Lies, damn lies and statistics

Published on

Okay, so it’s been quite some time since my last blog, but I’ve got a very good excuse – I’m a finalist, and essay deadlines and looming exams have got in the way of doing Nouse things.

Nothing too exciting has happened technically with the website since Roses, with the exception of the EU Elections tab, which was quite a simple job with HTML and then abstracting some of the lightbox code from the YUSU Elections minisite to make it reusable.

One thing I’ve talked about in the past with non-Nouse people is how we monitor things, both the Nouse server, and the website itself.

The website itself has nothing particularly fancy, Google Analytics is the workhorse and what we use as our official statistics, but we also have AWStats running which analyses log files hourly and makes the result available, instead of the lag that GA has.

One tool I’ve seen that does look particularly interesting is Woopra (Tim Ngwena tweeted about this a while back), which offers live tracking and analysis. This would be particularly useful for watching the statistics on live events such as Roses or Elections, but I’m unsure if putting yet more JavaScript in the site is such a good idea, and Google Analytics is far too good a tool to let go, so at the moment I’m not implementing it.

So far, so normal, however as Nouse operates from Linode as opposed to a typical shared server, there is a lot more that we can monitor, and it is normally these tools that interest other people.

I’ve been using MRTG now for quite some time on my own servers and graphs are quite nifty.

MRTG is designed to map the traffic of a router, but can easily be extended by a script that provides two numbers (representing “in” and “out” bits per second, but the labels can easily be changed), a hostname and an uptime. There’s a number of fairly normal things I track, such as CPU usage, RAM usage, HDD usage, etc, but there are a few things in particular that are more important for Nouse:

The first is the number of Apache requests being handled. This is crucially important, especially considering how heavyweight WordPress is in memory use (just under 60 MB per request) and keeping this below the point at which we start swapping and performance degrades past a useful point is very important.

The second thing I track is MySQL activity – both read (SELECT) and write (UPDATE, INSERT, DELETE, etc), and is the best indicator of server load. Looking at the year graph also shows us a few interesting events:

db-year

The blue line represents SELECT statements, and the green line UPDATE, INSERT, etc. The interesting events you can see on this graphs is when I configured WP Super Cache which made a massive difference to server load, and also when I deployed the new site, which contained an annoying bug resulting in far too many INSERT statements (the Popular This Week plugin used to count a view as when a post is displayed, but WordPress thinks a post is displayed whenever it’s headline is shown, resulting in an INSERT for every headline, rather than one per pageload). Spotting once this bug was fixed is also quite easy on that graph. Another interesting point is the increased amount of queries since May, which I hope means that the momentum we gathered during Roses has continued through the rest of the term.

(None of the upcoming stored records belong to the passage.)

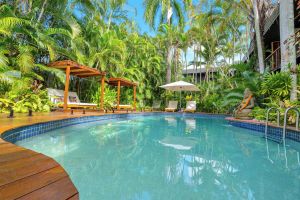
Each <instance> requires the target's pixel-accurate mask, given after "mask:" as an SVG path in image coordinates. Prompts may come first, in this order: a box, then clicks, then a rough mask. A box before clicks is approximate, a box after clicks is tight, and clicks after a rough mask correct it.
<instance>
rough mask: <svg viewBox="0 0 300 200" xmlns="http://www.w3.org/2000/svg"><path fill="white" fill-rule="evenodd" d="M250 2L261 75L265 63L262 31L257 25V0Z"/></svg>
mask: <svg viewBox="0 0 300 200" xmlns="http://www.w3.org/2000/svg"><path fill="white" fill-rule="evenodd" d="M251 1H252V5H253V12H254V26H255V35H256V46H257V54H258V64H259V72H260V73H261V74H263V73H264V71H265V63H264V54H263V45H262V31H261V29H260V23H259V22H260V16H259V13H258V6H257V0H251Z"/></svg>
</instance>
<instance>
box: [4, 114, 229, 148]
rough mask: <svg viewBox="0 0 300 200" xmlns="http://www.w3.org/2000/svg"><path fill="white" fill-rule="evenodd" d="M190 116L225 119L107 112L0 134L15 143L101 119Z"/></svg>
mask: <svg viewBox="0 0 300 200" xmlns="http://www.w3.org/2000/svg"><path fill="white" fill-rule="evenodd" d="M161 115H164V116H169V115H170V116H186V117H188V116H191V117H200V118H201V117H202V118H220V119H225V117H226V116H225V115H213V114H198V113H196V114H192V113H164V112H153V113H128V114H108V115H101V116H84V117H75V118H67V119H62V120H54V121H49V122H41V123H36V124H32V125H26V126H22V127H18V128H15V129H11V130H8V131H5V132H4V133H2V134H1V138H2V139H3V140H5V141H7V142H10V143H16V142H17V141H19V140H23V139H26V138H30V137H33V136H36V135H40V134H43V133H46V132H48V131H52V130H55V129H59V128H63V127H66V126H71V125H76V124H81V123H87V122H96V121H103V120H114V119H130V118H134V117H139V116H161Z"/></svg>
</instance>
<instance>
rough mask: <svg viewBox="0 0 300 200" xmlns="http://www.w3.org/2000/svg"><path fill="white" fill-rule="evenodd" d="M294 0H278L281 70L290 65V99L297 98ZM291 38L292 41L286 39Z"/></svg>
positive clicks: (287, 68)
mask: <svg viewBox="0 0 300 200" xmlns="http://www.w3.org/2000/svg"><path fill="white" fill-rule="evenodd" d="M294 34H295V25H294V1H293V0H284V1H280V46H281V70H282V71H288V70H289V66H290V67H291V78H292V89H291V93H290V99H291V101H296V100H297V73H296V49H295V46H294V37H293V35H294ZM288 40H292V41H288ZM287 41H288V42H287Z"/></svg>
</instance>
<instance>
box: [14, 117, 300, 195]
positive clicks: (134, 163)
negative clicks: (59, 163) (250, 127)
mask: <svg viewBox="0 0 300 200" xmlns="http://www.w3.org/2000/svg"><path fill="white" fill-rule="evenodd" d="M16 144H17V145H20V146H24V147H26V148H29V149H32V150H35V151H37V152H41V153H43V154H45V155H48V156H50V157H52V158H54V159H55V160H57V161H58V162H59V163H60V164H61V165H62V166H63V167H64V168H65V169H66V171H67V172H68V173H69V175H70V177H71V179H72V181H73V182H74V184H75V185H76V187H77V189H78V190H79V194H80V198H81V199H88V200H90V199H145V200H148V199H149V200H150V199H155V200H156V199H174V200H176V199H298V198H299V195H300V184H299V183H300V162H299V149H300V146H299V143H296V144H293V145H290V144H289V143H288V145H286V146H283V145H282V144H278V143H275V142H272V141H267V142H266V140H265V139H263V138H261V137H259V136H258V134H257V132H255V131H251V130H247V129H242V128H238V127H233V126H231V125H229V124H228V123H227V122H226V121H225V120H224V119H222V118H211V117H207V116H198V115H187V116H182V115H154V116H139V117H134V118H129V119H125V118H124V119H111V120H104V121H97V122H90V123H84V124H77V125H73V126H68V127H65V128H61V129H56V130H53V131H50V132H47V133H44V134H41V135H38V136H34V137H30V138H27V139H24V140H21V141H18V142H16Z"/></svg>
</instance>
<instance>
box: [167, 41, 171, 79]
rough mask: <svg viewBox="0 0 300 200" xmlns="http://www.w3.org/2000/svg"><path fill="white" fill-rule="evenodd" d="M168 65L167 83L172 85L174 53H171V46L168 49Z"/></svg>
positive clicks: (167, 49) (167, 55)
mask: <svg viewBox="0 0 300 200" xmlns="http://www.w3.org/2000/svg"><path fill="white" fill-rule="evenodd" d="M166 65H167V74H166V81H167V83H171V78H172V77H171V76H172V70H171V66H172V53H171V46H170V45H169V46H168V47H167V60H166Z"/></svg>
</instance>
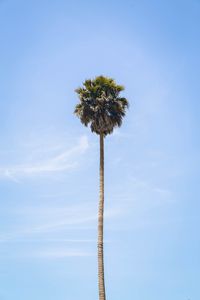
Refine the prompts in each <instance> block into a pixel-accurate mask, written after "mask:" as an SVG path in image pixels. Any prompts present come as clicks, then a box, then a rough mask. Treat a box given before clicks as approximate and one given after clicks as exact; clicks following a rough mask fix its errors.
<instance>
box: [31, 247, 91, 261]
mask: <svg viewBox="0 0 200 300" xmlns="http://www.w3.org/2000/svg"><path fill="white" fill-rule="evenodd" d="M29 255H30V256H33V257H36V258H44V259H57V258H67V257H86V256H92V255H94V254H93V253H91V252H86V251H81V250H77V249H74V250H65V249H46V250H42V251H35V252H33V253H29Z"/></svg>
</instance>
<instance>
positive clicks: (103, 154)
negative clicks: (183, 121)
mask: <svg viewBox="0 0 200 300" xmlns="http://www.w3.org/2000/svg"><path fill="white" fill-rule="evenodd" d="M103 217H104V136H103V134H100V191H99V213H98V282H99V300H106V292H105V282H104V258H103Z"/></svg>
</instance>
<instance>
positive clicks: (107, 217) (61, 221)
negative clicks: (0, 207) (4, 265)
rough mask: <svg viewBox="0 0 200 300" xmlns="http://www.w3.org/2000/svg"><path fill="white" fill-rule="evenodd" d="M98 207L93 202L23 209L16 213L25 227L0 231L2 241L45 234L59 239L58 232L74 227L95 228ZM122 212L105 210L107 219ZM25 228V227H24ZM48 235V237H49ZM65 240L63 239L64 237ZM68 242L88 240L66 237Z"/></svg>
mask: <svg viewBox="0 0 200 300" xmlns="http://www.w3.org/2000/svg"><path fill="white" fill-rule="evenodd" d="M95 209H96V207H94V205H93V204H92V203H87V204H86V205H82V204H78V205H74V206H73V207H68V208H63V207H60V208H58V207H52V208H49V207H43V208H41V207H38V208H29V209H23V210H22V211H21V213H20V212H17V213H16V214H17V215H18V217H19V218H20V220H21V221H22V220H23V227H22V228H19V229H16V228H13V230H9V231H7V232H5V230H4V232H2V233H1V232H0V243H7V242H11V241H22V240H23V241H25V240H28V239H29V240H31V239H32V240H34V239H35V237H37V238H42V239H43V238H44V235H45V234H49V235H50V239H51V240H52V239H54V240H55V239H57V238H58V234H59V233H61V232H63V230H65V232H68V231H67V230H68V229H69V230H70V231H71V230H72V229H75V230H85V229H94V228H96V224H97V212H96V211H95ZM119 214H120V211H119V209H117V208H116V209H115V208H113V209H110V210H107V211H106V212H105V219H109V218H113V217H116V216H117V215H119ZM24 228H25V229H24ZM49 235H48V237H49ZM62 241H63V239H62ZM65 241H68V242H70V241H71V242H75V241H76V242H84V241H88V240H84V239H81V240H80V239H77V240H74V239H71V240H70V239H66V240H65Z"/></svg>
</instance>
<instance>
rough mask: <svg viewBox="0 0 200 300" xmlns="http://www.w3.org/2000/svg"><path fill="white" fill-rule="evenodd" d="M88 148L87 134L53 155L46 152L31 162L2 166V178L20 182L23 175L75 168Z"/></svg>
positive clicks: (17, 181) (60, 170) (2, 178)
mask: <svg viewBox="0 0 200 300" xmlns="http://www.w3.org/2000/svg"><path fill="white" fill-rule="evenodd" d="M88 148H89V143H88V139H87V136H81V137H80V139H79V141H78V144H77V145H75V146H72V147H71V148H69V149H68V150H66V151H64V152H61V153H58V154H57V155H55V156H53V157H49V158H48V157H47V156H48V154H45V156H43V157H42V158H40V160H39V161H37V160H35V161H33V162H31V163H26V164H23V163H21V164H15V165H11V166H7V167H0V179H7V180H12V181H14V182H20V180H19V179H20V178H23V177H30V176H35V175H40V174H43V175H44V174H51V173H54V172H63V171H66V170H69V169H73V168H75V167H77V165H78V157H79V156H80V155H81V154H84V153H85V152H86V151H87V149H88Z"/></svg>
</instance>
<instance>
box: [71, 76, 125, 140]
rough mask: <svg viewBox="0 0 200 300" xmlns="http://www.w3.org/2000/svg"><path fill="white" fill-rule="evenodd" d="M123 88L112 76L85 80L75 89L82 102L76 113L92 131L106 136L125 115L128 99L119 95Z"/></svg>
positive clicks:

The final thing I track was developed for the live blog and shows how many people are currently connected. Here’s the graph from Friday:

meteor-day

The little blip the day before is a result of testing, and at first it might seem that the numbers here are quite low, especially as Google Analytics recorded over 2000 views for the live blog on this day alone, but I suspect that means that user behaviour is that for something like Roses, most people just popped in to check, and then moved on, coming back later, rather than leaving it to run all the time.

Of course, statistics are useless without anything to compare it against. The Yorker no longer publish their web stats on their advertising page (we do, and I try to keep them up-to-date, especially considering the massive growth we’ve seen since the new site launched in February), but if they’ve not grown since they last published them (which seems unlikely, of course), our statistics compare favourably.

(Also, in an unrelated note, I will be filming some of the Apprentice York stuff for YSTV tonight, and one of the remaining teams include Nouse Comment Editor Charlotte Hogarth-Jones, and News Correspondent Holly Hyde, so I feel obliged to recommend that you all pop down to Derwent tonight to support Mr York 2009, where Nouse editor Henry James Foy will be competing against a few people, including regular Nouse commenter, Dan Taylor).